Entre 2019 y 2023 desaparecieron alrededor de 1.4 millones de establecimientos mipymes. No puede afirmarse que hayan cerrado por restricciones bancarias, porque esa estadística simplemente no existe. Pero sí sabemos que cuando una empresa pierde acceso al financiamiento, 38.2% cancela inversiones y 23.1% cancela contratos, pedidos o servicios. Si la falta de crédito provoca ese efecto, la imposibilidad temporal de utilizar el propio dinero puede generar consecuencias igualmente severas. La experiencia internacional ofrece lecciones claras. Argentina restringió durante años el acceso a divisas y el pago a proveedores, afectando cadenas productivas. Bolivia enfrentó una escasez de dólares que limitó importaciones y producción.
Líbano mostró cómo un sistema financiero puede inmovilizar depósitos y paralizar empresas. Belice vivió otro fenómeno: la pérdida de bancos corresponsales complicó los pagos internacionales aun sin controles cambiarios como los argentinos. Son casos distintos, pero todos enseñan la misma lección: cuando el dinero deja de circular con certeza, la economía pierde dinamismo.

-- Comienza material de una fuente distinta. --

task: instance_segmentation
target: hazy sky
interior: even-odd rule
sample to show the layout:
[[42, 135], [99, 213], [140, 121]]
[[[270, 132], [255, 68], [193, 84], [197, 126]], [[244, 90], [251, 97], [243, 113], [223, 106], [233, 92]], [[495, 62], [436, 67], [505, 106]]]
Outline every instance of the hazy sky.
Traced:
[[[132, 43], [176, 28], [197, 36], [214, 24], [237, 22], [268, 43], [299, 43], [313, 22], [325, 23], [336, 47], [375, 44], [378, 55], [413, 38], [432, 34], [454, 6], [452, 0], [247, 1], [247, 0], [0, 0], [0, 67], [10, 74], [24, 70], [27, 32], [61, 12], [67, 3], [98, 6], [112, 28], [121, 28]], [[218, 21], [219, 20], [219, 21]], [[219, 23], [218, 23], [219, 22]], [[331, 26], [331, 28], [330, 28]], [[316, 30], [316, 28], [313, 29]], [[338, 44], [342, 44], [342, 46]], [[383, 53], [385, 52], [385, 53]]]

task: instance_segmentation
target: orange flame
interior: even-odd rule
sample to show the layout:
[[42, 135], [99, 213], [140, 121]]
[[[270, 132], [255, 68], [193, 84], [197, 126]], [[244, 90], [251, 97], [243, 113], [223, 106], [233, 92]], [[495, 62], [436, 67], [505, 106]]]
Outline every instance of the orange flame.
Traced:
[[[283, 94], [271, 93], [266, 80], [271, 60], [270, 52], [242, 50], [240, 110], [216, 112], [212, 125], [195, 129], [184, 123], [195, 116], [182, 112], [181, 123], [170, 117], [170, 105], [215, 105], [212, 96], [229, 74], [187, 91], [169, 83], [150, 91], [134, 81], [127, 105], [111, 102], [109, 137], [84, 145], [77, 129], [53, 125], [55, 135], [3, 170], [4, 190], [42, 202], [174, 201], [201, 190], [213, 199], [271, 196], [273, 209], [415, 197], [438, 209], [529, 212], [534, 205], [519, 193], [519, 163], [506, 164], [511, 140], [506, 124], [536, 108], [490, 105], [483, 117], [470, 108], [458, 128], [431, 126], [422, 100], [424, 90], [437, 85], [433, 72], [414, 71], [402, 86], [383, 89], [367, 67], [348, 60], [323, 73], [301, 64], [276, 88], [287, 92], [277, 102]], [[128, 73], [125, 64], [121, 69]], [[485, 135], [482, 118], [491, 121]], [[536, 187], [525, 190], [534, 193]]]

La solución no es disminuir controles, sino hacerlos más inteligentes: identidad digital del beneficiario final, intercambio seguro de información entre autoridades, monitoreo en tiempo real, inteligencia artificial para detectar patrones de riesgo, revisiones proporcionales, plazos máximos de respuesta, desbloqueos parciales para nómina, impuestos y seguridad social, y una instancia independiente de revisión urgente. ¿Qué podría significar un sistema así? Si una mayor certeza bancaria ayudara a evitar apenas entre 1% y 5% de la desaparición de mipymes registrada en los últimos años, podrían preservarse entre 14 mil y 70 mil empresas. Si solamente el 1% de las unidades económicas evitara una semana de interrupción bancaria al año, se protegerían alrededor de 1,300 millones de pesos en flujo comercial; si alcanzara al 5%, la cifra superaría los 6,600 millones.
No son promesas; son escenarios prudentes que muestran el valor económico de reducir fricciones innecesarias. Porque el dinero ilícito debe detenerse con toda la fuerza del Estado. Pero el dinero legítimo debe circular con toda la velocidad de la economía. Si no corregimos estas fricciones, una desaceleración internacional puede golpearnos dos veces: primero por el entorno global y después por las barreras que nosotros mismos imponemos a quienes producen, invierten, importan, exportan y generan empleo. La competitividad de México no dependerá únicamente de cuánto capital tenga, sino de qué tan rápido, seguro y predecible pueda moverse.
¡Hasta la próxima semana, con nuevos retos y oportunidades!Sin miedo a la cima, que el éxito ya lo tenemos.